But just then there was a tremble in the air with the first movement of the matin bells, and, without compromising his dignity or showing his ignorance, old Pick made good his escape. He went home in anything but an amiable state of mind, and went straight to the kitchen, where Mrs. Purcell was busy, as was natural at this time of the day, putting all in order and arranging for the Signor’s dinner.

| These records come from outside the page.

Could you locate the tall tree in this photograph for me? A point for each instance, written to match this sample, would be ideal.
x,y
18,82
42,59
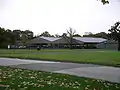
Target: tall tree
x,y
115,33
70,33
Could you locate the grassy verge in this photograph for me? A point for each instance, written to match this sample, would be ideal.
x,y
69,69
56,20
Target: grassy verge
x,y
104,57
21,79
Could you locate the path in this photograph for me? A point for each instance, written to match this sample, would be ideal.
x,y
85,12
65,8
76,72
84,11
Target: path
x,y
111,74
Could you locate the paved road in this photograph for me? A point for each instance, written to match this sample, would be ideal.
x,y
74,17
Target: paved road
x,y
85,70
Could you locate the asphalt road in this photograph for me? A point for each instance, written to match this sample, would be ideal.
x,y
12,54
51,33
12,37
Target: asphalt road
x,y
111,74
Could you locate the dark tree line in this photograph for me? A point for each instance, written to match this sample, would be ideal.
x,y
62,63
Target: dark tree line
x,y
9,37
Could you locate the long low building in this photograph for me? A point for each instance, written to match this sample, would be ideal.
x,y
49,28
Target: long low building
x,y
77,42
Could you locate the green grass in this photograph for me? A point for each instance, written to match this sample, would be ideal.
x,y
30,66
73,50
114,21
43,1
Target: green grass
x,y
21,79
105,57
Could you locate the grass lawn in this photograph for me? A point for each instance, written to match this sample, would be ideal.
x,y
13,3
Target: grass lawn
x,y
105,57
21,79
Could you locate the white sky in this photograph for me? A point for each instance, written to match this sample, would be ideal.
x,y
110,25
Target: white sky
x,y
55,16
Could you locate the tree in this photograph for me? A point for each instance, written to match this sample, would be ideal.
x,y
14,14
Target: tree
x,y
104,1
70,33
76,35
45,34
115,33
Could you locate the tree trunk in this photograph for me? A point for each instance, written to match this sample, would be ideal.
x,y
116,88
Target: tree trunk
x,y
119,45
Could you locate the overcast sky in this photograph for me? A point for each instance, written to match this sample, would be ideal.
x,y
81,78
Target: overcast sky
x,y
55,16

The luncheon Mary Anne was quite equal to, but some one was coming to dinner, for whom Mrs. Purcell intended to exercise all her powers. Pick went in with a fierce glow of indignant animation, with his roll of commissions fulfilled and unfulfilled.

“There’s no sweetbreads to be had,” he said, “till Saturday; they’ll save you a pair on Saturday, if you send the order with the man when he comes; but they’ll be six-and-six, if you think that too dear. (Dear! I should think it was dear. How much o’ that goes to the veal, I wonder, and the man as fed it?) And as for game! you might as well go a-shooting on the Slopes; and what there is bringing its weight in gold. I wouldn’t give in, if I was you, to that fashion about grouse. It’s all a fashion. Nobody ever thought of grouse in my young days, and coming after they’ve eat everything as they can set their face to. What should they want with it? I’ve brought you the lemons. Many a man wouldn’t be seen carrying a bag o’ lemons all the way up the hill; and everything’s kep’ from me, just because I’m too humble-minded, and don’t make no stand, nor mind what I do.”

“What’s been kep’ from you, Pick?” said Mrs. Purcell, pausing in her work to look at him. Then she added, “There’s been a deal of talking in the study. I’ve picked up a word or two about some woman, for they were going on about She; and She—but whether it’s that Miss Despard, or who it is, John’s never said a word to me.”

“It don’t need a witch to tell that it’s a woman,” said Pick; but he was relieved. “That fellow Rowley’s been at me, and one of the ladies round the corner; but they both had so much to say that I got off, and neither the one nor the other found out as I hadn’t a notion what they were talking about,” the old man added, with a chuckle. “It’s some new voice, as far as I can make out, as master has got hold of for the Abbey: and quite right too. Tommy Rowley’s got a pretty little bit of a voice, and he’s only twelve; but some voices goes sooner than others. The ladies thought as it was a woman; but that’s impossible. They were quite in a way. They said it was uneck—some thin’ or other—Dissenting-like, as I took it up—and that the Signor ought to be ashamed of hisself——”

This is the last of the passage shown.